Machine Learning Cheat Sheet
Machine learning is the method of algorithms understanding processes without programming. As part of artificial intelligence (AI), machine learning accesses data and learns by itself. It’s a fascinating field of study that can even be used to predict future events based on past data. Predictive analytics, deep learning, algorithms, and supervised and unsupervised learning are all part of machine learning. Many advancements in AI are due to machine learning algorithms. This could range from recommendations you see on YouTube, Google and other major sites that track data, such as clicks, likes and interests, in the frequently visited websites. In this way, the algorithm “learns” what you like and provides recommendations.
However, it’s easy to get lost when reading about machine learning, as it’s a big field that takes time to learn. Even after learning about it, there is more to learn, as machine learning develops over time due to how fast technology progresses, especially in recent decades. The following machine learning cheat sheet may prove helpful in learning the basics or refreshing your memory on certain terms.
With datascienceacademy.io, you can learn even more about machine learning techniques to advance in your data science and AI/ML career.
The following includes definitions of common machine learning terms.
Accuracy
Accuracy is the percentage of accurate predictions made by a model.
Algorithm
A function, method or series of commands used to create a machine learning model. Examples of an algorithm are neural networks, linear regression, support vector machines and decision trees.
Attribute
A quality describing an observation (e.g. color, size, weight). Attributes are column headers in Excel terms.
Bias metric
How do you find the average difference between the correct value for your observation and your predictions?
- Low bias could mean every prediction is correct. It could additionally mean part of your predictions are above their actual values and part are below, in equal proportion, which results in a low average difference.
- High bias (with low variance) suggests your model may be underfitting and you’re using the wrong architecture for the job.
Bias term
Allow models to represent patterns that do not pass through the origin. For example, if all of the features were 0, would the output also be zero? Is it probable there is some base value upon which my features have an effect? Bias terms typically supplement weights and are attached to filters or neurons.
Categorical Variables
Variables with a discrete set of possible values. Can be ordinal (order matters) or nominal (order doesn’t matter).
Classification
Predicting a categorical output.
- Binary classification predicts one of two possible outcomes (whether the email is spam or not)
- Multi-class classification predicts one of the multiple possible outcomes (Is this photo depicting a human, cat or dog?)
Classification Threshold
The lowest probability value where we’re comfortable stating a positive classification.

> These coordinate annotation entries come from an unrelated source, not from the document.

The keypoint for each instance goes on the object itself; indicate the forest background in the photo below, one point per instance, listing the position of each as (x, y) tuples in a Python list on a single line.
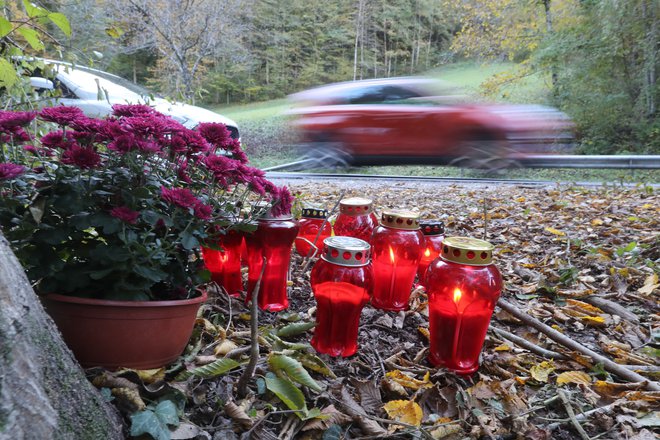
[(597, 60)]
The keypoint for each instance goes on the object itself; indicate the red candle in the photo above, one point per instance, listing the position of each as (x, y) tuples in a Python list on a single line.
[(463, 287), (397, 248), (356, 218), (433, 231), (341, 281), (312, 221), (272, 239), (225, 263)]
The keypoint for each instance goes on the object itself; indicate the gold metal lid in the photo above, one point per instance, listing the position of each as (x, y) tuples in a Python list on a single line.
[(346, 251), (432, 227), (354, 206), (400, 219), (467, 250), (314, 212)]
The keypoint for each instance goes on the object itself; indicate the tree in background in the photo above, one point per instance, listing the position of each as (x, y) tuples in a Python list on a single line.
[(186, 34)]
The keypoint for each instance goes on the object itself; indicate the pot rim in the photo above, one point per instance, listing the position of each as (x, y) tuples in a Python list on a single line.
[(121, 303)]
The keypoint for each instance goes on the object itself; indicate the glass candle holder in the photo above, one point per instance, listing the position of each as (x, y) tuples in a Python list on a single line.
[(272, 239), (225, 263), (397, 246), (356, 218), (312, 221), (434, 234), (341, 281), (463, 287)]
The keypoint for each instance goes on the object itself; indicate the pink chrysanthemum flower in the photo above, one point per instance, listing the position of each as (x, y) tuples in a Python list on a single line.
[(85, 158)]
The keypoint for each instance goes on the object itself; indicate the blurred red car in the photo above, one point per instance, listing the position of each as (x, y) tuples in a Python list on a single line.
[(422, 121)]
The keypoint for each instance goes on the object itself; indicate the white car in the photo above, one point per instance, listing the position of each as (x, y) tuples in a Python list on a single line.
[(95, 91)]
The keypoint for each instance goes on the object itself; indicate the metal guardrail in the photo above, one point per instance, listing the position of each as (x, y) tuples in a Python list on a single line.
[(643, 162)]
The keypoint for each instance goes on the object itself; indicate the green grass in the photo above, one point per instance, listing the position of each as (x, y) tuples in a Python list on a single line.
[(267, 137)]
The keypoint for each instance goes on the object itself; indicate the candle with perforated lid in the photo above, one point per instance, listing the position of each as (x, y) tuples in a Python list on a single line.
[(224, 263), (397, 245), (434, 233), (463, 287), (273, 239), (311, 222), (356, 218), (341, 281)]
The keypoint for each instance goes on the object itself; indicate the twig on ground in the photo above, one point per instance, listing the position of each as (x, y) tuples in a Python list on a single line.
[(564, 340), (571, 414), (241, 386), (524, 343)]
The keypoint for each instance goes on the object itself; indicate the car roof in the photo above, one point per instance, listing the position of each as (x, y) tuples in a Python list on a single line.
[(339, 90)]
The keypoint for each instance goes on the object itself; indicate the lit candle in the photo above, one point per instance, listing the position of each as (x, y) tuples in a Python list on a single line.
[(463, 287), (397, 248)]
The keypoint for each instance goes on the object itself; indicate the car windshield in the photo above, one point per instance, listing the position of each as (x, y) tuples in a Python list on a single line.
[(116, 87)]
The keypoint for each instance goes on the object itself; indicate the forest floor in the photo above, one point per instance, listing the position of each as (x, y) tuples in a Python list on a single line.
[(583, 261)]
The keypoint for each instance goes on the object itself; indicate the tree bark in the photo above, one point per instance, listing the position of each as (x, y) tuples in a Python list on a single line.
[(44, 393)]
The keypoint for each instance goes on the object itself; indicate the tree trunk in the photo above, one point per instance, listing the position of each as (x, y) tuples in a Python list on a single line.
[(44, 393)]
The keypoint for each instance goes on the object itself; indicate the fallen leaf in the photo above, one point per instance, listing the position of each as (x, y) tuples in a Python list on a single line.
[(650, 284), (576, 377), (542, 371), (410, 382), (555, 231), (406, 411)]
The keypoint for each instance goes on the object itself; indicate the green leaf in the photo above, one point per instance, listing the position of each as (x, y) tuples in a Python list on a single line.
[(295, 328), (32, 37), (5, 27), (149, 273), (334, 432), (167, 413), (315, 363), (189, 241), (8, 75), (114, 32), (293, 369), (61, 22), (287, 392), (147, 422), (217, 368)]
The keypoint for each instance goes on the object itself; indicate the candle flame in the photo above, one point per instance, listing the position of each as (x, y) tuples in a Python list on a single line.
[(457, 295)]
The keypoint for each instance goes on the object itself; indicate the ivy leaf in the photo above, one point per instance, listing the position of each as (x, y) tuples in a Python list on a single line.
[(147, 422), (217, 368), (61, 22), (8, 76), (32, 37), (287, 392), (295, 328), (293, 369), (5, 27)]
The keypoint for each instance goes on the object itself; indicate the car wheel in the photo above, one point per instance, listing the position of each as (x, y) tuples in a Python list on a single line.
[(327, 155)]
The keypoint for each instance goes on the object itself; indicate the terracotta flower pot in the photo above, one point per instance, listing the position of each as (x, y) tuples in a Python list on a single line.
[(132, 334)]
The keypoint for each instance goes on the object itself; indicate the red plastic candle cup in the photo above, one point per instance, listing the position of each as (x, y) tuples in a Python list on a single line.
[(341, 281), (225, 263), (434, 233), (356, 218), (314, 228), (397, 246), (463, 287), (272, 239)]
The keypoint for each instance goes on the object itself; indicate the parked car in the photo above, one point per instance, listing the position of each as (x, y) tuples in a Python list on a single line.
[(95, 91), (421, 121)]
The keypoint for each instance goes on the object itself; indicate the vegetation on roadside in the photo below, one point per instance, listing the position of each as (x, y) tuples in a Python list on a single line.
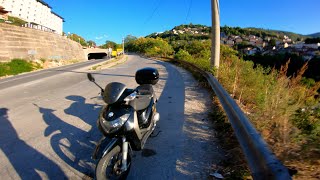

For example, if the predicted probability of being diabetic is > 50%, return True, otherwise, return False.
Clustering
Unsupervised grouping of data into buckets.
Confusion Matrix
The confusion matrix is a table that defines the performance of a classification model by grouping predictions into four categories.
- True Positives: we correctly predicted they do have diabetes
- True Negatives: we correctly predicted they don’t have diabetes
- False Positives: we incorrectly predicted they do have diabetes (Type I error)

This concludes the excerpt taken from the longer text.